📖 The Quote
‘Los dibujos de memoria son los mejores’ (‘The best drawings are those done from memory’) - Paula Bonet, ‘Los Diarios de La Anguila’
✏️ The Sketch
Step 1. Go for a walk around your neighbourhood :)
Avoid taking any photographs and instead, pay attention to things. Observe with all your senses: look, smell, hear, touch. Experience the place. Record everything with intensity in your memory.
Step 2. Sketch what you experienced and felt during your walk once you are back at home.
This second step doesn’t need to be done immediately after returning from your little adventure. Indeed, the more time it passes, the more interesting the process will be because the more your memory will have a play at it.
Start by constraining your practice: focus on a specific scene you remember and use only three colours - we will explore different iterations in future assignments on this theme of drawing from memory.
Step 3. Sketch again!
Don’t just do one sketch, but instead, re-sketch the scene several times, perhaps trying different styles, as you can see in my example below.
I went for a walk around an area close to Epping Forest called Leyton Flats. I actually went for a cycle, stopping at specific points to pause and enjoy the view. It was a hot day. What I recall was the massive presence of yellow (it’s a dry Summer in London) together with the horizontality and silence of the vast landscape, vertically framed by scattered trees and tall grass. It was a landscape defined by very few elements (materials) with very distinctive colours and demarcated lines.
💡 Some Thoughts
When drawing from memory, unlike in urban sketching, we are not directly observing the subject we are drawing - we are only seeing it in our minds.
In the exercise above, we don’t have a direct visual image of the scene we are about to draw, we need to tap into the memory of our experience. And memory is always tricky - it tends to be rooted in emotions, more than in factual reality.
Much of the process of drawing is based on the very first step: observing the subject. The more you observe the subject with all your senses (see it, smell it, hear it, touch it, look harder…), the closer you’ll get to truthfully drawing your experience later on.
In the best cases, the reality of what we draw will not coincide (only) with what we saw - but instead, with what we felt. And those, my friends, are definitely the best drawings.
This is a very interesting exercise to practice a more mindful observation and improve your visualisation skills.
Because we focused on what we felt, and not only on what we saw, this exercise of drawing from memory tends to lead to more conceptual and abstract drawings.

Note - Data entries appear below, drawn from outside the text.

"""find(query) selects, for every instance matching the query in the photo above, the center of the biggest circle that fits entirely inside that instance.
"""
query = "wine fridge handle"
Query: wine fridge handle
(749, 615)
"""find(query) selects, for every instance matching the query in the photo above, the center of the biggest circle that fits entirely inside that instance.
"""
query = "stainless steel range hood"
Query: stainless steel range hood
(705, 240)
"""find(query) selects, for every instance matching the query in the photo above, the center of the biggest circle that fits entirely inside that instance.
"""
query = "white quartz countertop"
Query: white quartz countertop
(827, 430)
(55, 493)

As designers, we exercise this muscle all the time. When designing, our memory travels unconsciously to past visual references and exemplar projects, from which we draw conclusions and extract ideas.
🖼 The Artist
In 1888, Vincent van Gogh, inspired by the visit of his friend and artist Paul Gaugain, painted a woman reading a book from memory.
Van Gogh writes in the letters 720 and 719 to his brother, respectively, that Gaugin inspired him to work ‘purely from the imagination’ and that ‘the things of the imagination do indeed take on a more mysterious character’.
Not coincidently, the woman in his painting executed from memory resembled his beloved little sister Willemien, to whom Vincent recommended novels regularly. This picture also contains several features explored by Van Gogh: the complementary colour palette, the heavy presence of yellow, and the stylistic demarcation of the contours. It is a more expressive, bold figure in an abstracted background.
💫✏️
Happy sketching!
Ana
Have you been sketching? It would be great to hear about it! Please, leave a comment and share your thoughts down below :)
I did this! I walked to see the goats in a neighbor's backyard. (We live in a city. It is crazy they have goats; it is likely illegal!!!) I posted my resulting drawings to Instagram (@modemolew). Drawing from my memory, I did not worry about placement or perspective logic. I just wanted to get in all the details I recalled. In regard to your words above, I don't have any conscious feelings / emotions about the goats. I just think it is cool they are here in my neighborhood and that is why I chose them as a subject. The first time we saw them, we couldn't believe it: "Did we just see goats?" So, I'm doing "documentary-type recording." Maybe if I draw this again and again, as you suggested, an emotional tone will emerge. By drawing more juxtapositions (goat pen next to cars in alley, etc.,) an odd feeling could be incured.